During a debug session using the debug support unit (DSU), it is possible to perform singlestepping. If an attempt to single-step a SWAP or LDSTUB instruction is made, the AHB bus will be locked and further debugging will be impossible. The reason for this behaviour is that SWAP and LDSTUB instruction perform a read-modify-write cycle which locks the AHB bus to insure atomicity. When such an instruction is single-stepped, the lock signal will be kept active even after the processor enters debug mode, thereby preventing further bus arbitration. Since the communications with the DSU is done over the AHB bus, further debugging is impossible and the device is in principle dead-locked. This state can only be exited by deasserting the DSUEN signal (resuming execution), or asserting the RESET signal.
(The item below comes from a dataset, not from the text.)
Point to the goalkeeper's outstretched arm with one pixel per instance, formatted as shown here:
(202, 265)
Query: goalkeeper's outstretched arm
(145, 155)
The solution to this problem is to de-assert the AHB lock signal when the processor enters debug mode, requiring a modification of the LEON2-FT model.

#### **3.6.3** Divide overflow will not clear zero flag

The divide instructions SDIVCC and UDIVCC set the integer condition codes (negative, overflow and zero) with respect to the final result. When a divide overflow occurs, a pre-defined non-zero value is returned, the overflow bit is set and the zero bit is cleared. However, under certain overflow conditions, the zero bit is wrongly set even though the result is always non-zero.

To correct this issue, a modification of the LEON2-FT VHDL model is necessary.

## 3.6.4 Register file fault-injection incorrectly implemented

The LEON2-FT processor has a fault-injection function which allows the insertion of errors into the 7-bit EDAC checksum that protects each word of the register file. When fault-injection is enabled, the EDAC checksums are supposed to be XORed with the value of the TCB field in the

%asr16 register. Due to an incorrect configuration of the VHDL model, the fault injection is instead implemented as follows:

- check bits[6:4] of dual-port ram 1 (corresponding to %rs1 operand) are XORed with TCB[2:0]
- check bits[6:4] of dual-port ram 2 (corresponding to %rs2 operand) are XORed with TCB[5:3]

Fault-injection is still possible as intended, but the injection software must be aware of the difference bit location of the injected errors.

## 4 SUMMARY AND RECOMMENDATIONS

#### 4.1 General

The validation of the AT697 has been carried out according to the validation plans described in RD14 and RD15. It was found that the device was fully functional, although four new design deficiencies were found. The power consumption was measured to  $\sim 0.7$  Watts @ 100 MHz, and in line with simulations. All hardware interface were found fully functional, with the exception of the SDRAM which only worked up to 96 MHz. The reason for this limit is not known and will be further analysed.

#### 4.2 **Recommendations for improvements**

To assure optimal operation of the flight version of AT697, the following actions should be taken:

- All identified design deficiencies should be correct in the LEON2-FT VHDL model.
- The SDRAM operation should be analysed further to fully understand, and if possible circumvent, the limit in operational frequency.
- If compatible with the device timing, the LEON2-FT VHDL configuration should be changed to remove the extra ICC branch delay cycle in order to improve performance.